Two new experimental multiple sclerosis medications appear to reduce relapses and deterioration in patients -- but both carry significant side effects that may discourage patients from using them.

MS is marked by the body's immune system attacking the central nervous system, leading to weakness and disability. Though there is no cure, steroids can reduce the duration and severity of symptoms, and seven injectable medications, including ones using beta interferon, have shown success in reducing symptom relapses.

The two new medications, cladribine and fingolimod, both work by targetting different aspects of the biology of T-cells, which are key players in the autoimmune attack. The research found that patients on the medications were about half as likely to suffer relapses as those who took placebo pills or an already commonly medication.

They both come in pill form, which would make them more appealing to patients than current injectable therapies. But the researchers also found both drugs significantly lowered immune defenses. In the case of two patients, they developed herpes infections that proved fatal, including one who died of encephalopathy.

Three studies on the medications appear in this week's issue of the New England Journal of Medicine: one looking at cladribine versus placebo, one studying fingolimod versus placebo, and one comparing fingolimod versus injections of the commonly used medication Avonex, a form of interferon.

In the first study, 1,300 MS patients were given either placebo pills or cladribine, a drug already marketed for blood cancers under the name Leustatin. After two years, patients on the drug were half as likely to suffer relapse as those on the placebo, and were 30 per cent less likely to have worsening disability.

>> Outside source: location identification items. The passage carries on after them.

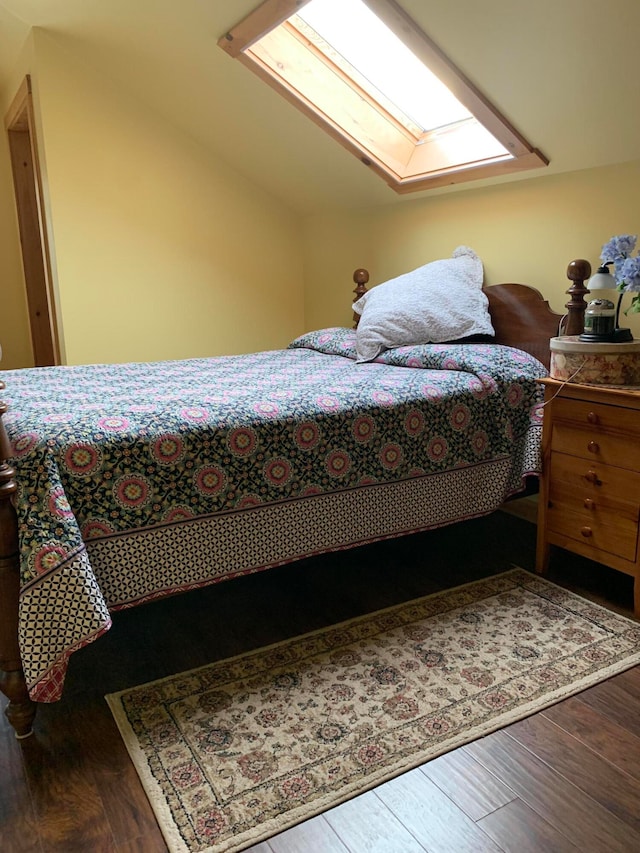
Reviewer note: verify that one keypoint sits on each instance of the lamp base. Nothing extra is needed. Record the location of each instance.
(618, 336)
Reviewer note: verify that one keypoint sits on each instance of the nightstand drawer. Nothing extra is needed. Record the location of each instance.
(616, 489)
(598, 417)
(596, 505)
(618, 539)
(597, 445)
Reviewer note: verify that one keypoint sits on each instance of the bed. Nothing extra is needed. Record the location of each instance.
(123, 483)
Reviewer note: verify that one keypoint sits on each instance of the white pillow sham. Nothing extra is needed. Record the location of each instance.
(440, 301)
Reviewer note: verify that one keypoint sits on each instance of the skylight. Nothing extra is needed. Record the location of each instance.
(374, 51)
(366, 73)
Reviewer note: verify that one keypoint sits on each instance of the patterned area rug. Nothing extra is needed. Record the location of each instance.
(236, 751)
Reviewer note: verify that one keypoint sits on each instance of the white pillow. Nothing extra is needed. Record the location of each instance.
(440, 301)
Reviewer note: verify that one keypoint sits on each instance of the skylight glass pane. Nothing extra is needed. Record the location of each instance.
(364, 41)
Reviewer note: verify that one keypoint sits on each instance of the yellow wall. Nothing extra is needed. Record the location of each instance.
(14, 325)
(161, 250)
(527, 231)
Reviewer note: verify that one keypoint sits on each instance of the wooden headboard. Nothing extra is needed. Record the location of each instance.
(520, 315)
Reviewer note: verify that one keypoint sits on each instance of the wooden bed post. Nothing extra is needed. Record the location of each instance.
(578, 272)
(360, 278)
(21, 710)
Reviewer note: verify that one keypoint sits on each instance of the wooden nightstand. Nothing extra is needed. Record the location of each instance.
(590, 487)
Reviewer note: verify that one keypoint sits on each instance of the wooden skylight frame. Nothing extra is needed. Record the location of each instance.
(319, 84)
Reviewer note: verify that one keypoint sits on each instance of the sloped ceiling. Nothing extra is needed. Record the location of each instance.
(565, 73)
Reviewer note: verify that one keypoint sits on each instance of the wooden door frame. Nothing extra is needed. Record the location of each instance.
(36, 258)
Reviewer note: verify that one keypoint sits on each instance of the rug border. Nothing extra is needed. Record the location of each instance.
(295, 816)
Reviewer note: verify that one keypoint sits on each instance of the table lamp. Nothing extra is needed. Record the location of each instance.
(603, 280)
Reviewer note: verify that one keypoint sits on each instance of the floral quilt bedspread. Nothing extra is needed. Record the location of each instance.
(101, 450)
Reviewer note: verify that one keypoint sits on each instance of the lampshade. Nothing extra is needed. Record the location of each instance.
(602, 280)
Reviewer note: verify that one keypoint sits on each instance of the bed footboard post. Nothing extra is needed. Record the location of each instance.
(21, 709)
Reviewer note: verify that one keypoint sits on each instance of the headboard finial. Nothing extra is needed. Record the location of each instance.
(578, 272)
(360, 278)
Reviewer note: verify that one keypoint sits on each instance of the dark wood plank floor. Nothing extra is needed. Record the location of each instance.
(567, 778)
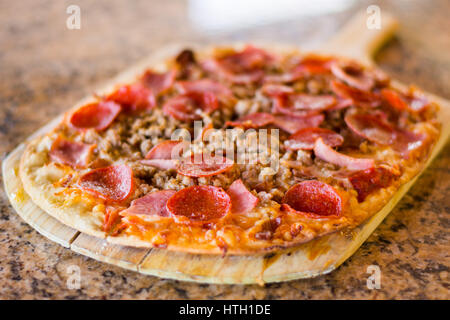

However, 20 to 30 per cent of the cladribine patients developed low counts of infection-fighting white blood cells, compared to just two percent of the others. Twenty cladribine patients suffered herpes infections versus none in the placebo group. Overall, serious problems affected almost per cent of patients taking cladribine

In the second study, about 1,000 patients were given either placebo pills or fingolimod. Only 17 per cent of fingolimod patients had worsening disabilities from MS after three months, compared to 24 per cent in those on the placebo.

Herpes infections were about the same in the fingolimod and placebo groups, but respiratory infections like bronchitis and pneumonia were nearly twice as common in the fingolimod patients.

And in the final study, 1,200 patients tested fingolimod against shots of Avonex for one year. About 20 per cent of patients on the pill had relapses versus 30 per cent on the dummy pills. As well, those taking fingolimod had less brain shrinkage -- a measure of progression of the disease.

But again, the side effects were worrying. Two people on fingolimod died of herpes infections; six had eye swelling and eight developed skin cancers. Overall, five to 10 per cent of patients taking fingolimod developed side effects.

Both medications were tested at two dosage levels. Higher doses worked slightly better for fingolimod, but patients were also more likely to get side effects with higher doses.

All three studies were funded by the pill manufacturers: Novartis is developing fingolimod, and Merck Serono manufactures cladribine.